Hoofdstuk 5 Behandelingsmodaliteiten
Het effect van gefractioneerde bestraling hangt onder meer af van de 4 R’s.
1 Repair
Repair is het herstel van de schade aan het DNA door eiwitten, tijdens het interval tussen opeenvolgende fracties. De normale weefsels zijn meestal iets minder gevoelig voor bestraling dan de kwaadaardige. Er dient ook een onderscheid te worden gemaakt tussen de verschillende weefsels onderling.
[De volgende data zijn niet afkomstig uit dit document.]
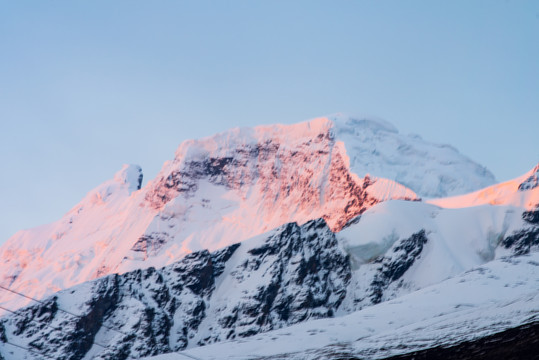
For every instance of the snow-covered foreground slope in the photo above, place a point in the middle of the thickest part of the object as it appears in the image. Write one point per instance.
(227, 188)
(295, 274)
(484, 300)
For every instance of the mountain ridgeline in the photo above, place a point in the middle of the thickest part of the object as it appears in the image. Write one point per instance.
(255, 231)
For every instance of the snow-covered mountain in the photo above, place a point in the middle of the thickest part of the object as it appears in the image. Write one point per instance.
(402, 277)
(227, 188)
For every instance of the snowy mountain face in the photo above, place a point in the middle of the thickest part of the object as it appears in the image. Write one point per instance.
(258, 231)
(227, 188)
(388, 281)
(286, 276)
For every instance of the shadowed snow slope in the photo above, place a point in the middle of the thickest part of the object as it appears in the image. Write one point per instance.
(485, 300)
(229, 187)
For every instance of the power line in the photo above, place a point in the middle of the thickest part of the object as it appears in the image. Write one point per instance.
(29, 350)
(69, 313)
(47, 325)
(60, 309)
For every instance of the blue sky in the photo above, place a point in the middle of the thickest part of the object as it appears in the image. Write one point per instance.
(88, 86)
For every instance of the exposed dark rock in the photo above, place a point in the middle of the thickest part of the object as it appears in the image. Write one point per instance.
(526, 239)
(395, 263)
(153, 311)
(531, 182)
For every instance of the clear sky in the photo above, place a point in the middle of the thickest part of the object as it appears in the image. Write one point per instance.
(86, 86)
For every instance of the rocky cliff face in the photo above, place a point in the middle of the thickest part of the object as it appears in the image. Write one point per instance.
(290, 275)
(217, 191)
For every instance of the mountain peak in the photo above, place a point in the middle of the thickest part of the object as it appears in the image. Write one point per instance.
(130, 175)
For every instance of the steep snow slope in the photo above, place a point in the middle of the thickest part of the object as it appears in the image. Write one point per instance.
(217, 191)
(485, 300)
(522, 192)
(375, 147)
(291, 275)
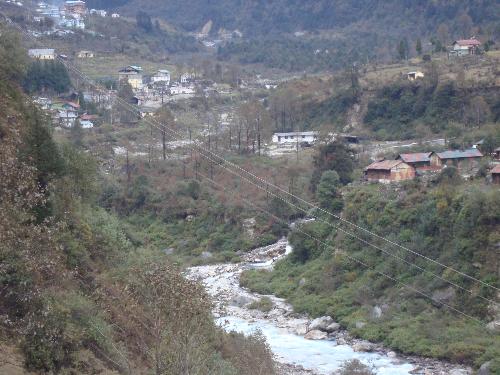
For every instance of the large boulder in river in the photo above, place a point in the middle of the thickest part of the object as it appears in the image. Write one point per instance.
(315, 334)
(320, 323)
(363, 346)
(301, 329)
(332, 327)
(485, 369)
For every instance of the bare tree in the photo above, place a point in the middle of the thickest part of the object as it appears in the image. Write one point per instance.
(166, 120)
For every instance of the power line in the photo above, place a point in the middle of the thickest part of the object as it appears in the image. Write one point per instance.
(163, 128)
(326, 245)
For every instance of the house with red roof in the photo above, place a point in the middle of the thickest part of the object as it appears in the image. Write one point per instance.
(464, 47)
(387, 171)
(460, 159)
(421, 161)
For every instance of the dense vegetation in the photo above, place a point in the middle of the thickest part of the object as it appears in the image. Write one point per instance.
(46, 76)
(453, 222)
(299, 54)
(263, 17)
(398, 110)
(335, 31)
(79, 292)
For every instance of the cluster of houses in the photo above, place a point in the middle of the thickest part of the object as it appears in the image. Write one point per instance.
(68, 16)
(154, 89)
(408, 166)
(66, 113)
(50, 54)
(465, 47)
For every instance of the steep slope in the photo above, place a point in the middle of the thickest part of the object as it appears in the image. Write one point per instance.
(262, 17)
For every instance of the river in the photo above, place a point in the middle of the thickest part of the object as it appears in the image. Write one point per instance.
(285, 330)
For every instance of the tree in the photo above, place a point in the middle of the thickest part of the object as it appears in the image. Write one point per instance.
(465, 24)
(124, 106)
(403, 49)
(478, 111)
(144, 21)
(443, 35)
(418, 47)
(167, 120)
(327, 192)
(76, 134)
(355, 367)
(334, 156)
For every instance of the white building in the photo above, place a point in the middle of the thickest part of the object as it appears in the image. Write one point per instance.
(86, 124)
(66, 118)
(42, 53)
(294, 137)
(162, 76)
(178, 90)
(99, 12)
(465, 47)
(186, 78)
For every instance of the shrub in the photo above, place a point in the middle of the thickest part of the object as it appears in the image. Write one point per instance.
(264, 304)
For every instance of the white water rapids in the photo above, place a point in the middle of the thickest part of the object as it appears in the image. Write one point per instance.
(285, 331)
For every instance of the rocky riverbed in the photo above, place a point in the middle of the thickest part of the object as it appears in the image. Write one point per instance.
(301, 345)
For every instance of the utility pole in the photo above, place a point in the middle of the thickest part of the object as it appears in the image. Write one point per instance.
(258, 133)
(190, 148)
(297, 144)
(164, 139)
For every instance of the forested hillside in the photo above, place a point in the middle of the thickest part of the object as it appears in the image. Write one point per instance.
(324, 34)
(262, 17)
(392, 293)
(78, 292)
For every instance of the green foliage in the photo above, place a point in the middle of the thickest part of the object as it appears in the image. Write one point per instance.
(398, 109)
(332, 110)
(455, 224)
(291, 54)
(327, 193)
(264, 304)
(334, 156)
(355, 367)
(144, 21)
(47, 75)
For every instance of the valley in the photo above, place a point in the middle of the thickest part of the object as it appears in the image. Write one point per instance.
(243, 188)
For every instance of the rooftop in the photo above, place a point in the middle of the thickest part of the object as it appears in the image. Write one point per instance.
(131, 68)
(41, 51)
(458, 154)
(385, 165)
(310, 133)
(468, 42)
(416, 157)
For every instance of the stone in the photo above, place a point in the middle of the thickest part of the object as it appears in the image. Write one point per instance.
(301, 329)
(377, 312)
(169, 251)
(493, 326)
(241, 301)
(363, 346)
(392, 354)
(360, 325)
(485, 369)
(315, 334)
(320, 323)
(444, 295)
(332, 327)
(206, 255)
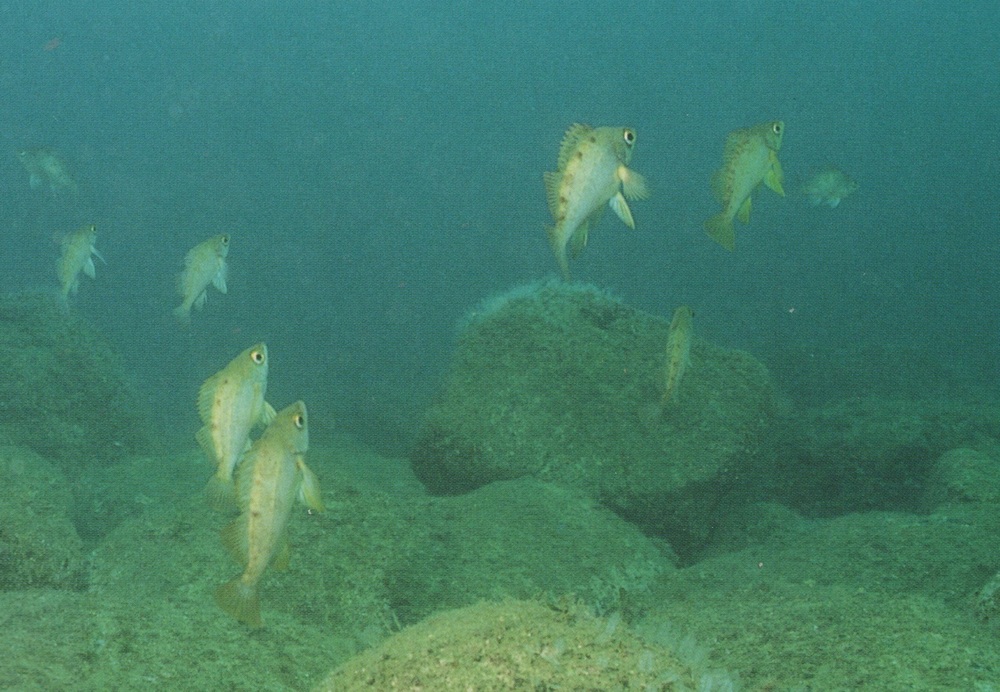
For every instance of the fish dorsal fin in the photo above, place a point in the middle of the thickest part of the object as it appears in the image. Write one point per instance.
(571, 140)
(620, 207)
(744, 212)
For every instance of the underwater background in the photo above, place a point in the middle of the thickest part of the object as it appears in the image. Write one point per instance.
(379, 168)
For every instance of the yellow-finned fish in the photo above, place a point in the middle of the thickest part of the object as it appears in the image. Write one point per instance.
(78, 253)
(592, 171)
(230, 403)
(271, 476)
(204, 265)
(828, 187)
(750, 158)
(678, 351)
(44, 165)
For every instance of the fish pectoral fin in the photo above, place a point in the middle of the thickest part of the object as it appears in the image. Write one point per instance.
(620, 207)
(578, 240)
(744, 213)
(282, 556)
(267, 414)
(633, 184)
(219, 280)
(775, 176)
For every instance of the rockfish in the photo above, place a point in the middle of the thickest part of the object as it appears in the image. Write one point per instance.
(78, 253)
(230, 403)
(204, 265)
(44, 165)
(592, 171)
(271, 476)
(678, 351)
(750, 158)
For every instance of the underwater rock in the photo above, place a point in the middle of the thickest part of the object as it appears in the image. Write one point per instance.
(563, 382)
(38, 544)
(964, 475)
(514, 645)
(519, 538)
(873, 453)
(64, 393)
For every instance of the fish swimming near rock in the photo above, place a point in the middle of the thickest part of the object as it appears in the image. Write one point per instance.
(828, 187)
(750, 158)
(231, 403)
(268, 480)
(592, 171)
(77, 255)
(678, 352)
(45, 166)
(204, 265)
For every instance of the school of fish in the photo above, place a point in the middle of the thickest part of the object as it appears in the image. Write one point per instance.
(261, 479)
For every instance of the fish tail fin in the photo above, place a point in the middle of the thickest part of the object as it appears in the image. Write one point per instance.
(241, 601)
(559, 248)
(221, 494)
(720, 229)
(183, 314)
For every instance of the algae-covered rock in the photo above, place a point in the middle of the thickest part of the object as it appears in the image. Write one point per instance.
(38, 545)
(563, 382)
(514, 645)
(64, 392)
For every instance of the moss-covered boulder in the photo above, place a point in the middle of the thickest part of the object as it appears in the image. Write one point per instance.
(563, 382)
(64, 392)
(38, 545)
(515, 645)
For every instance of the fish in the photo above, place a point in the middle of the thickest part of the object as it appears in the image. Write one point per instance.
(204, 265)
(231, 403)
(44, 165)
(828, 187)
(592, 171)
(750, 158)
(678, 352)
(78, 253)
(272, 475)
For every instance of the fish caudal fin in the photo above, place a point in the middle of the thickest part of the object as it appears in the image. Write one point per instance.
(720, 229)
(183, 315)
(241, 601)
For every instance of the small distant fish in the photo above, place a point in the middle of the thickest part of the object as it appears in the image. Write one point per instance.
(44, 165)
(828, 187)
(269, 479)
(78, 253)
(750, 158)
(592, 171)
(204, 265)
(230, 403)
(678, 351)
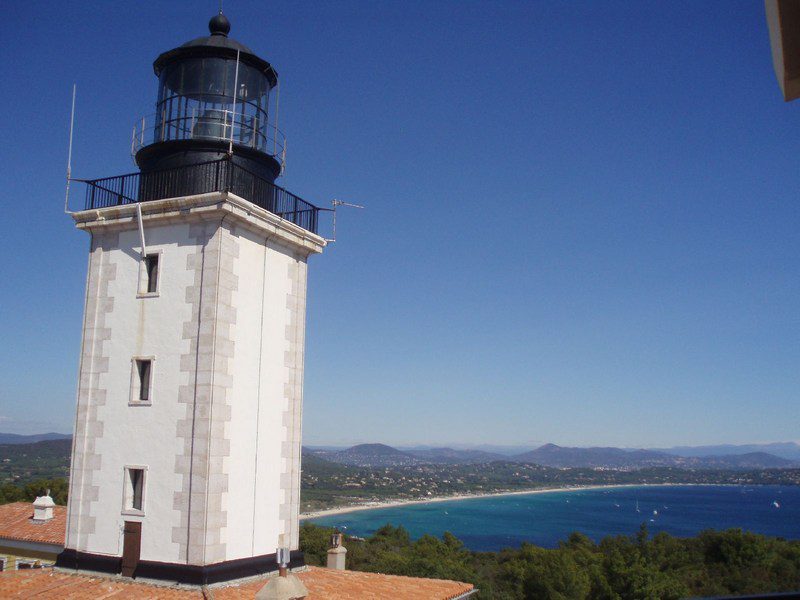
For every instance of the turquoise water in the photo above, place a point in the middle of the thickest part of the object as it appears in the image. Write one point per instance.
(545, 519)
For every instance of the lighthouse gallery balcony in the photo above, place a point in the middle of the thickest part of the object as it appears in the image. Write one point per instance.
(223, 175)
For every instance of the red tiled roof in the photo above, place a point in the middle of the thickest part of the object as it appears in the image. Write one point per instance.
(322, 584)
(16, 524)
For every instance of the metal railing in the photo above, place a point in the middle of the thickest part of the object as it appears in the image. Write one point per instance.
(251, 131)
(214, 176)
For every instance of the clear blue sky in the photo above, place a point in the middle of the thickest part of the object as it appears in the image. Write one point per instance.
(582, 221)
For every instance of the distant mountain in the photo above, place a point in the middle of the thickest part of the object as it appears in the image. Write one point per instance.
(788, 450)
(551, 455)
(451, 456)
(14, 438)
(369, 455)
(22, 463)
(314, 464)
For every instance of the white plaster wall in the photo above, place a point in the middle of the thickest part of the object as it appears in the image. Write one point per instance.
(254, 465)
(267, 525)
(257, 397)
(143, 435)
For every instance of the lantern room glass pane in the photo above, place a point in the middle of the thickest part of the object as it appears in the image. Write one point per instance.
(195, 101)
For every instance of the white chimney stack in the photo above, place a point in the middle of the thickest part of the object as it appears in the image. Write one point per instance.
(286, 586)
(43, 508)
(337, 553)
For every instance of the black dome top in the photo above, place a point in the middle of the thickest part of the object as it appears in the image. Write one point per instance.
(219, 25)
(217, 44)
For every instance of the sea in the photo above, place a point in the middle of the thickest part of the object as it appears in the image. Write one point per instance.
(492, 523)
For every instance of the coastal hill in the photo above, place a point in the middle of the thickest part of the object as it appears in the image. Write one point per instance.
(22, 461)
(549, 455)
(15, 438)
(369, 455)
(455, 457)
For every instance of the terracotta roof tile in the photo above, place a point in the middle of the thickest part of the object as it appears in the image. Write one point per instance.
(322, 584)
(16, 524)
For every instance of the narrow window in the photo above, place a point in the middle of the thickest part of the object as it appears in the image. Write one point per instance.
(151, 272)
(135, 490)
(144, 368)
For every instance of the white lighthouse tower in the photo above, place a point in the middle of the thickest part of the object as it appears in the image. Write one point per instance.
(186, 456)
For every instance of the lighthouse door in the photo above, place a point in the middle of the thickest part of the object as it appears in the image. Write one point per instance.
(131, 547)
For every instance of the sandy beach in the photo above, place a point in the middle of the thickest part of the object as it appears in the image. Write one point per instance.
(391, 503)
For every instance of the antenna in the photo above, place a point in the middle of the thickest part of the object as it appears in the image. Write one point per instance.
(235, 94)
(336, 203)
(69, 152)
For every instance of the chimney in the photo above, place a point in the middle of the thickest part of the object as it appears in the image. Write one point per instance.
(286, 586)
(337, 553)
(43, 508)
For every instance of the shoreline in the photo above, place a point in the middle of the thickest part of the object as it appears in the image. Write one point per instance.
(328, 512)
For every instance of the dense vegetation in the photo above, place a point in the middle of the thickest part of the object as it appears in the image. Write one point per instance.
(326, 484)
(24, 463)
(28, 492)
(661, 567)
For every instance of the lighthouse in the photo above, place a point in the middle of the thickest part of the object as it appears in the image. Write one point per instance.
(186, 452)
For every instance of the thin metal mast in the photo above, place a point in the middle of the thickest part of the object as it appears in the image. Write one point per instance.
(235, 93)
(69, 151)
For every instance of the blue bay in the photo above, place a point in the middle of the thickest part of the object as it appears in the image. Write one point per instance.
(544, 519)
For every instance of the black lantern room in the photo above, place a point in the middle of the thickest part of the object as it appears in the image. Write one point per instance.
(213, 101)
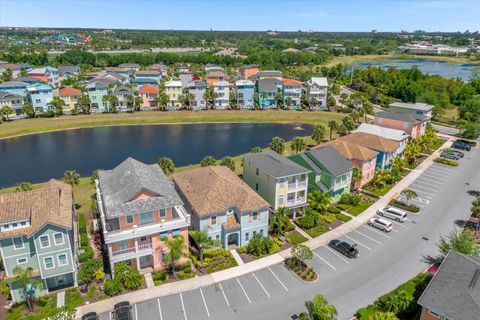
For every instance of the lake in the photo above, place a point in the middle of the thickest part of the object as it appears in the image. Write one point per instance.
(39, 157)
(427, 66)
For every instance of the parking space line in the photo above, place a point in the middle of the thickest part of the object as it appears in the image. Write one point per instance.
(224, 295)
(204, 302)
(324, 261)
(373, 229)
(261, 285)
(338, 255)
(356, 241)
(367, 237)
(245, 292)
(160, 309)
(278, 279)
(183, 307)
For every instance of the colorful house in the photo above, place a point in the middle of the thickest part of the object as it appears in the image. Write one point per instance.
(96, 91)
(220, 203)
(267, 92)
(40, 95)
(37, 231)
(138, 208)
(70, 96)
(317, 88)
(148, 93)
(245, 94)
(279, 180)
(454, 291)
(292, 94)
(414, 125)
(222, 89)
(174, 90)
(329, 171)
(387, 149)
(363, 158)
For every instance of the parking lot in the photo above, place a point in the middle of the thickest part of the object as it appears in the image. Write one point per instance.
(225, 299)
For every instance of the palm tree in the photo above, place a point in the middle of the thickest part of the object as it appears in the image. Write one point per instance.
(175, 250)
(318, 133)
(277, 144)
(333, 126)
(319, 309)
(71, 177)
(167, 165)
(279, 221)
(203, 243)
(298, 144)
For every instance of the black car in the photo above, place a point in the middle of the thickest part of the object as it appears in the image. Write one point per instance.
(461, 145)
(122, 311)
(90, 316)
(344, 248)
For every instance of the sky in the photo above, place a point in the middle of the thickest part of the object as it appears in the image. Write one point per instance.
(246, 15)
Huid en mucosa vallen onder acuut reagerende weefsels en steunweefsels behoren bijvoorbeeld tot laat reagerende weefsels. Laat reagerende weefels hebben ook een betere herstelcapaciteit. Tevens speelt de dosis hierin ook een rol: een eenmalige bestraling van 8 Gy zal meer schade veroorzaken dan 4 Gy gegeven over twee dagen.
2 Reoxygenatie
In een tumor bevinden zich vaak weefselgebieden die van weinig zuurstof voorzien zijn. Ze bevatten dus een hoeveelheid hypoxische cellen die veel meer resistent zijn tegen straling dan cellen die goed van zuurstof voorzien zijn. Die laatste zijn na enkele fracties verdwenen, waardoor er meer ruimte ontstaat. De oorspronkelijke hypoxische cellen worden dan beter van zuurstof voorzien en gaan zich delen, waardoor hun stralingsgevoeligheid toeneemt. Het mechanisme van reoxygenatie is niet helemaal duidelijk, maar men vermoedt dat het opnieuw opengaan van samengedrukte bloedvaten de bloeddoorstroming verbetert. Ook kan door de afname van het tumorvolume de afstand tussen de hypoxische cellen en de bloedvaten kleiner worden, waardoor ze beter van zuurstof voorzien worden.
3 Redistributie
Cellen zijn meer of minder radiosensitief afhankelijk van het stadium in de celdeling waarin ze zich bevinden. Een kleine hoeveelheid ioniserende stralen zal de radiosensitieve cellen (tijdens de G2- en M-fase) doen afsterven terwijl de cellen in de S-fase minder gevoelig zijn en dus minder afsterven. De cellen evolueren verder in de proliferatie en sommigen zullen de radioresistente fase verlaten hebben tegen de volgende bestralingsfractie waardoor ze gevoeliger zijn en afsterven.
4 Repopulatie
Bij dit proces worden de gedode cellen vervangen door celdeling van de overlevende cellen.
Daarmee herstelt niet alleen het normale weefsel zich, maar ook de tumorcellen herstellen zich. Na enkele dagen tot weken start dat proces op. Fractionatie is van belang bij traaggroeiende tumoren. Bij snelgroeiende tumoren kan fractionatie echter nefast zijn. Soms wordt een beter effect bereikt door meer dan één fractie per dag te geven. Men kan gebruikmaken van het verschil in herstelmogelijkheden tussen gezonde cellen en tumorcellen om de bestralingsschema’s op te stellen.
Het aantal fracties hangt af van zowel de totale dosis als de dosis per fractie en varieert dus van een eenmalige fractie (zelden) tot meerdere fracties gedurende verscheidene weken.
Meestal wordt de patiënt eenmaal per dag bestraald gedurende vijf dagen per week. Het is belangrijk dat de patiënt elke dag komt (niet in het weekend en op feestdagen) om de werking van de bestraling ter hoogte van het zieke weefsel optimaal te garanderen.